# Wood Warms You How Many Times?



## TreePapa (Mar 9, 2009)

The old adage is that wood warms you three times - when you cut it, when you split it, and when you burn it.

I say that's a gross underestimate. Sure, you get warmed once with the BTUs from burning the wood, but the warming from the work of getting the wood, a lot more. Since I don't actually cut my own wood:

- when loading the wood on the truck / trailer
- when unloading truck / trailer
- when splitting the wood (btw, I get just as warm from splitting with a hydraulic splitter as by hand; just get more done and manage to split what would be near unsplittable w/ a maul).
- when moving the pile of split wood 'cuz it's blocking the driveway
- when stacking the wood for seasoning
- when cleaning up the mess from splitting
- when resplitting for kindling or just smaller splits
- when bringing wood in the house to burn
- when cleaning out the ashes

Those who cut their own wood also get one to two "warming session" when felling and bucking (depending on whether those are two separate operations or done in one session). And if you clean you own chimney, I s'pect you work up a sweat on that too.

Have I left anything out?

Peace,
- Sequoia


----------



## Heem (Mar 9, 2009)

when you have to put icy hot on your arm after doing any of those things...


----------



## rphurley (Mar 9, 2009)

When your arm touches the stove, just above your gloves.


----------



## JerseyWreckDiver (Mar 10, 2009)

I've worked up a good sweat without moving a muscle, just staring at a big a$$ tree I'm getting set to drop an thinkin, "if something goes wrong here... and it doesn't fall the way I'm intending it too..."

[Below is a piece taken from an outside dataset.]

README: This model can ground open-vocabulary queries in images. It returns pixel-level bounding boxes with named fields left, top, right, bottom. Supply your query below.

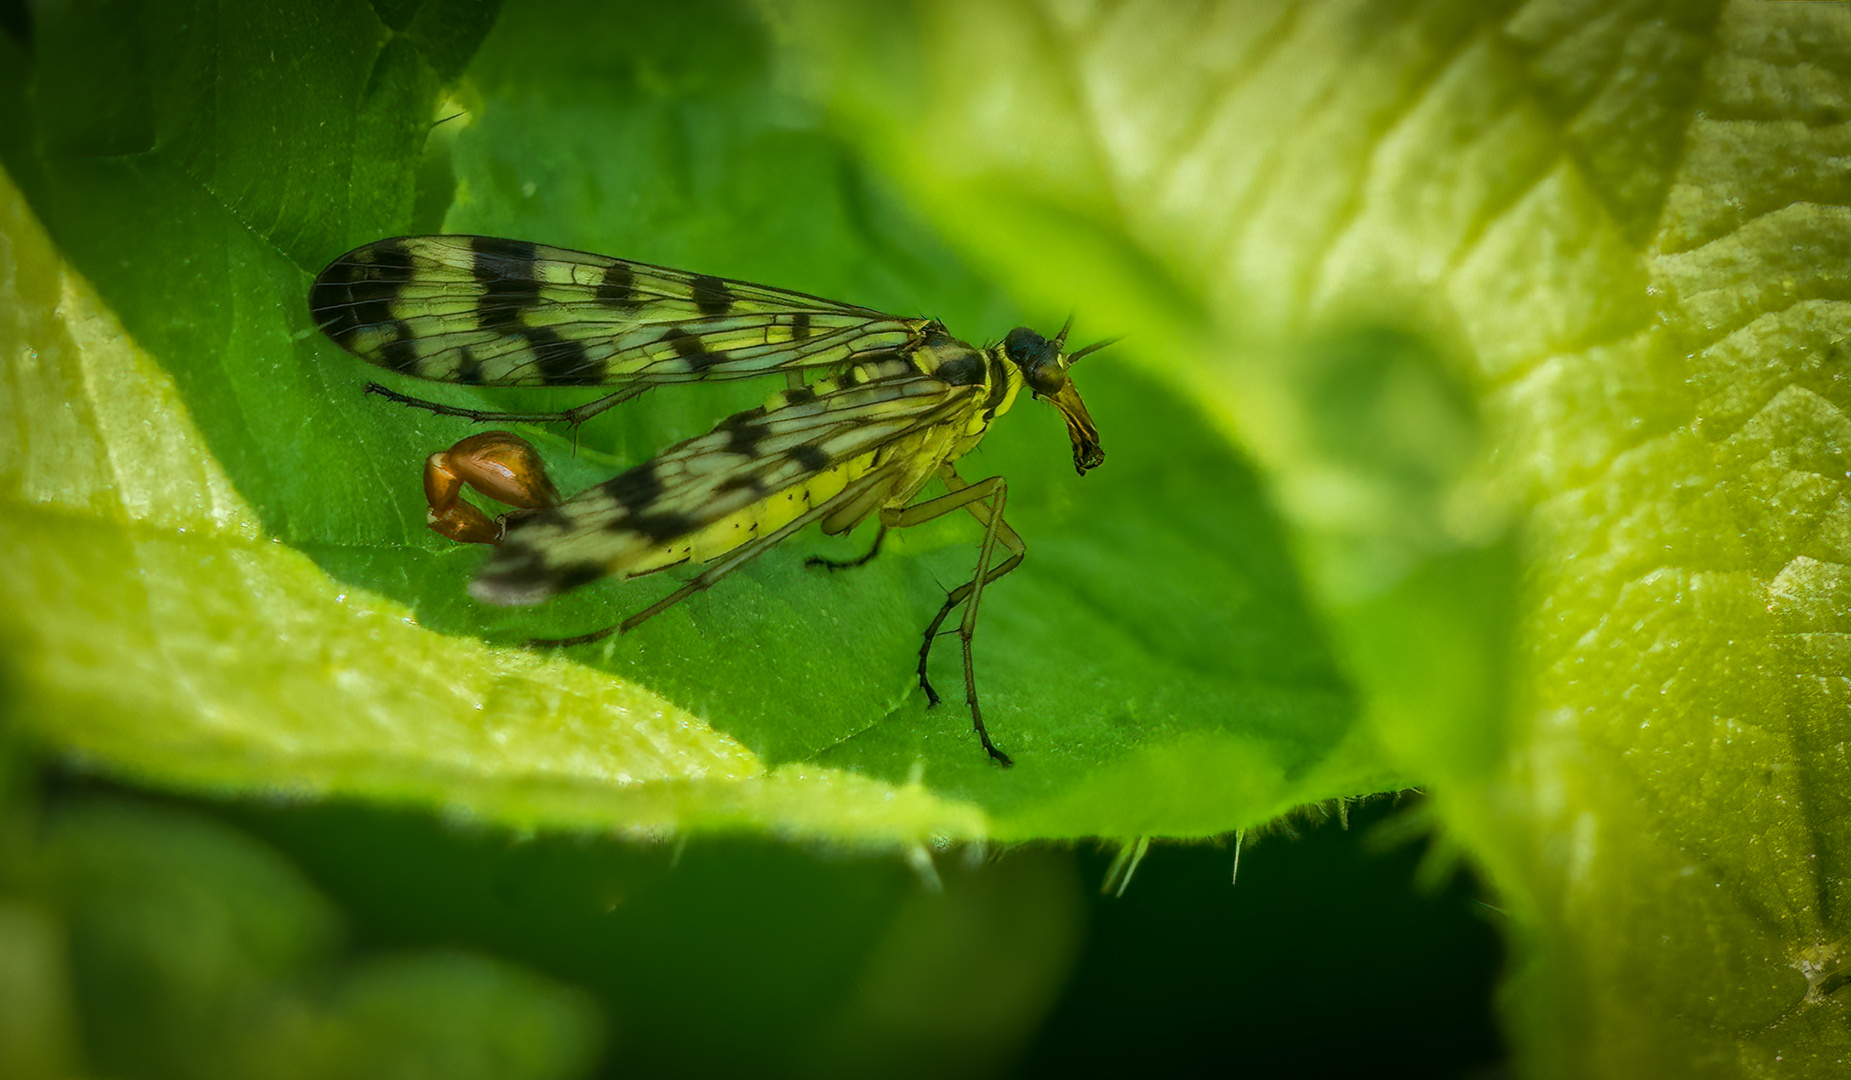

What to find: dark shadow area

Don't even get me started on climbing up 30 or 40 feet to top one...


----------



## Gomez (Mar 11, 2009)

Getting angry with the wife because she "forgot" to through a couple of chunks in the stove while I was out playing hockey.


----------



## DAKSY (Mar 11, 2009)

- when loading the wood on the truck / trailer
- when unloading truck / trailer
- when splitting the wood (btw, I get just as warm from splitting with a hydraulic splitter as by hand; just get more done and manage to split what would be near unsplittable w/ a maul).
- when moving the pile of split wood 'cuz it's blocking the driveway
- when stacking the wood for seasoning
- when cleaning up the mess from splitting
- when resplitting for kindling or just smaller splits
- when bringing wood in the house to burn
- when cleaning out the ashes

Have I left anything out?

-when stacking it by the wood stove
-when loading the stove
-when cleaning the mess around the stove
-when carrying the ashes out & 
-when spreading the ashes on the sidewalk or garden


----------



## mike1234 (Mar 11, 2009)

DAKSY said:
			
		

> - when loading the wood on the truck / trailer
> - when unloading truck / trailer
> - when splitting the wood (btw, I get just as warm from splitting with a hydraulic splitter as by hand; just get more done and manage to split what would be near unsplittable w/ a maul).
> - when moving the pile of split wood 'cuz it's blocking the driveway
> ...



I get all warm and fuzzy when I see the propane guy look at my full tank and drive away without filling it.


----------



## JerseyWreckDiver (Mar 11, 2009)

mike1234 said:
			
		

> DAKSY said:
> 
> 
> 
> ...




 :coolsmile: 

Ditto. When watching the oil guy, deliver to my neighbors, again!


----------



## ramonbow (Mar 11, 2009)

when the stack falls over and i get mad
when i restack it


----------



## karri0n (Mar 11, 2009)

When at work thinking about your woodpile or stove... warm & fuzzy feelings


----------



## Jack Straw (Mar 11, 2009)

And cleaning the chimney.............


----------



## leaf4952 (Mar 12, 2009)

What a bunch of whiney babies !


----------



## LLigetfa (Mar 12, 2009)

leaf4952 said:
			
		

> What a bunch of whiney babies !


LOL

My thoughts exactly.  How can you work up a sweat with most of the trivial tasks mentioned?


----------



## mike1234 (Mar 12, 2009)

Who said anything about a sweat?  The thread is titled wood WARMS you how many times.
Now I have another one, I get hot under the collar when I am called whiney.  
Man wood can WARM you lots of ways!



			
				LLigetfa said:
			
		

> leaf4952 said:
> 
> 
> 
> ...


----------



## fyrwoodguy (Mar 12, 2009)

leaf4952 said:
			
		

> What a bunch of whiney babies !



i sell wood to buy oil,and i still break into a sweat makin' out the check. no matter what you do,you just can't win  :smirk:


----------